The Lions didn’t pull the ripcord after the bad start, and they’re reaping the rewards. Now, they have a path to wrest real control of the division over the next week and a half — they’re home Sunday against a beatable Jaguars team, and then in their traditional Thanksgiving game against the same Vikings team they took down two weeks ago.
So, as Caldwell said Monday as they returned from the bye, the Lions have no reason to let down, nor to crank the intensity higher than it has been already. No reaction could fit Caldwell’s personality better, one that’s described as even-keeled when his team wins, and emotionless and uninspiring when it does not.

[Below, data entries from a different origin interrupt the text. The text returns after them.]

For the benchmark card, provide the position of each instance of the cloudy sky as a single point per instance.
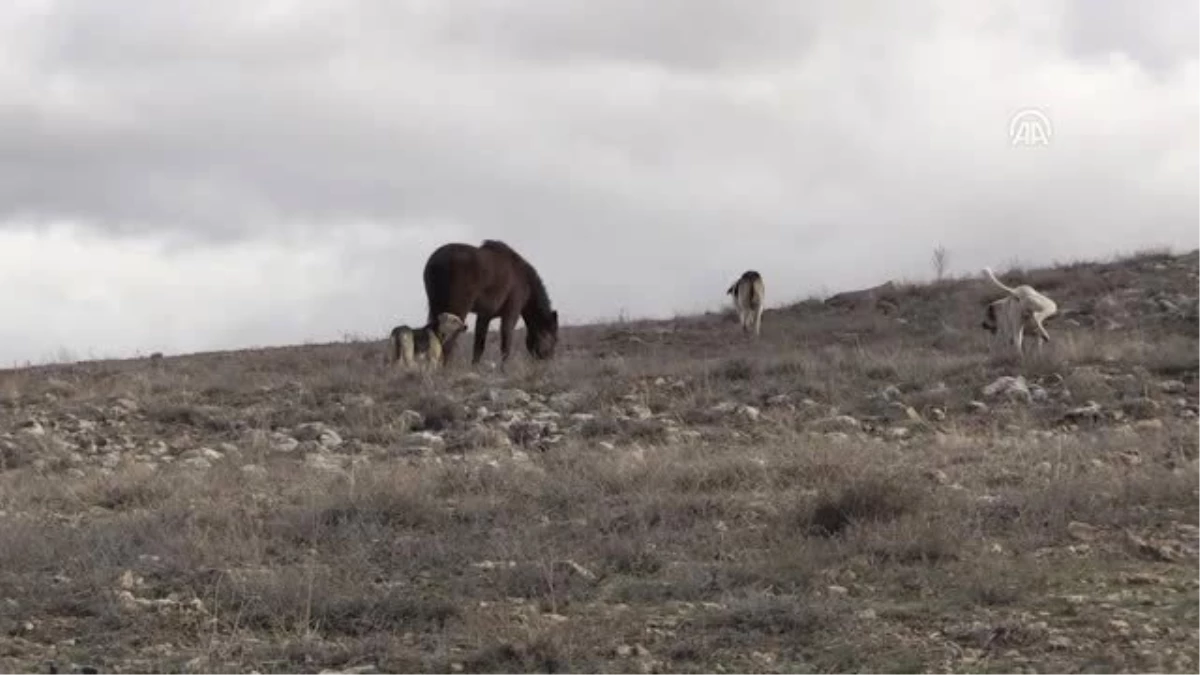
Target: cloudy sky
(213, 174)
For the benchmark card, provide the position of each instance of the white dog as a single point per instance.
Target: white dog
(1023, 309)
(748, 297)
(409, 346)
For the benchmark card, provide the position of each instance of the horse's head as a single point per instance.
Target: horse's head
(541, 336)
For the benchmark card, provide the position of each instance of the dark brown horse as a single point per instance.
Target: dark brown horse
(491, 280)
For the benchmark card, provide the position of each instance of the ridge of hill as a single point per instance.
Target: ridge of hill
(869, 485)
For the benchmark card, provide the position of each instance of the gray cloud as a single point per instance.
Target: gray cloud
(827, 144)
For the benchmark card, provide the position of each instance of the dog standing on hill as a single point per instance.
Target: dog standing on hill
(1023, 309)
(748, 297)
(408, 345)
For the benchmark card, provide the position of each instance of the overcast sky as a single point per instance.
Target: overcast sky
(213, 174)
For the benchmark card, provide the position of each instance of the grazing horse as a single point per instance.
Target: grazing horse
(491, 280)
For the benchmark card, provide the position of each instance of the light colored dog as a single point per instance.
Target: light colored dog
(1023, 309)
(408, 346)
(748, 297)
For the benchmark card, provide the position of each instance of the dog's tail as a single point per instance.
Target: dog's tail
(999, 282)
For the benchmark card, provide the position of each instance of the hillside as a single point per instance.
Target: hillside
(867, 488)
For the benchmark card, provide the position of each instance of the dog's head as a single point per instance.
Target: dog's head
(990, 320)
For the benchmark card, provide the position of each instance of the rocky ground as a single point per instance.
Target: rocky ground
(867, 488)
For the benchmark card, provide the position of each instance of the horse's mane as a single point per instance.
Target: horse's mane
(540, 298)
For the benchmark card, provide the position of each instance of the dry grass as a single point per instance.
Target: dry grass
(760, 542)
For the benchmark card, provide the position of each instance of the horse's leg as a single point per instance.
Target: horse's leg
(448, 348)
(508, 322)
(481, 322)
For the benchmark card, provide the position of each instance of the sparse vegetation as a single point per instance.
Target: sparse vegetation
(840, 495)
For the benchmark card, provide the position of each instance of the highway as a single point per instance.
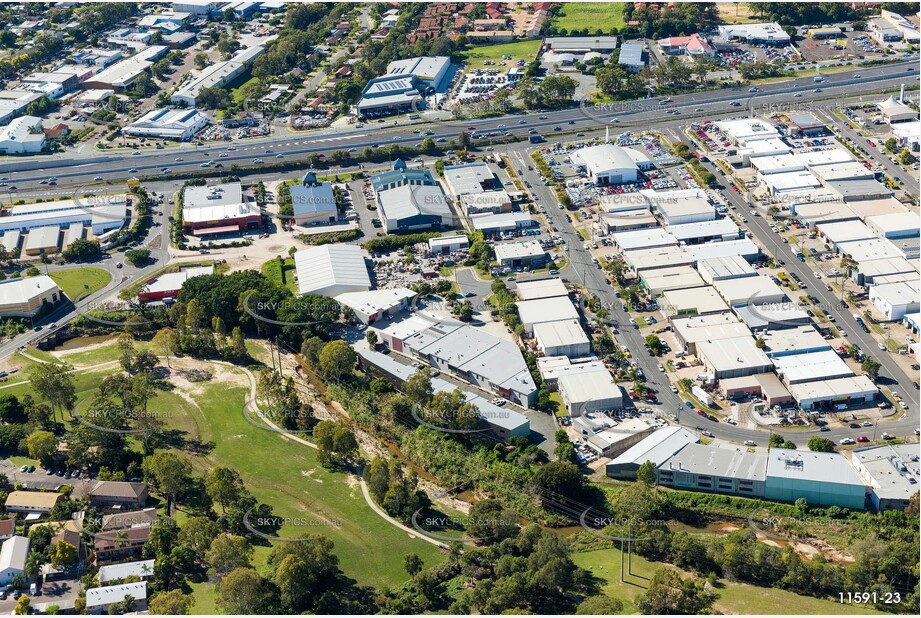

Their approach has been the same going into every game, Caldwell reiterated, so there’s no reason to change that with so much at stake.
“You don’t have one point in time in this league when you can ever say, ‘We’re gonna take the governor off just a little bit this week,’” he said, breaking out a city-appropriate auto reference. “It doesn’t happen. This is a different ball game, this is a different league; it’s hard to win one game in this league.
MORE: NFL playoff picture entering Week 11
“So, no, I don’t sense it, and if I did, I’d be awfully disappointed, I really would be.”
That approach keeps working for him, even when he has to steer the team out of one skid or another. They’re not in a skid now, though … despite everything that has happened with and around them this season, they’re in first place with seven weeks to go.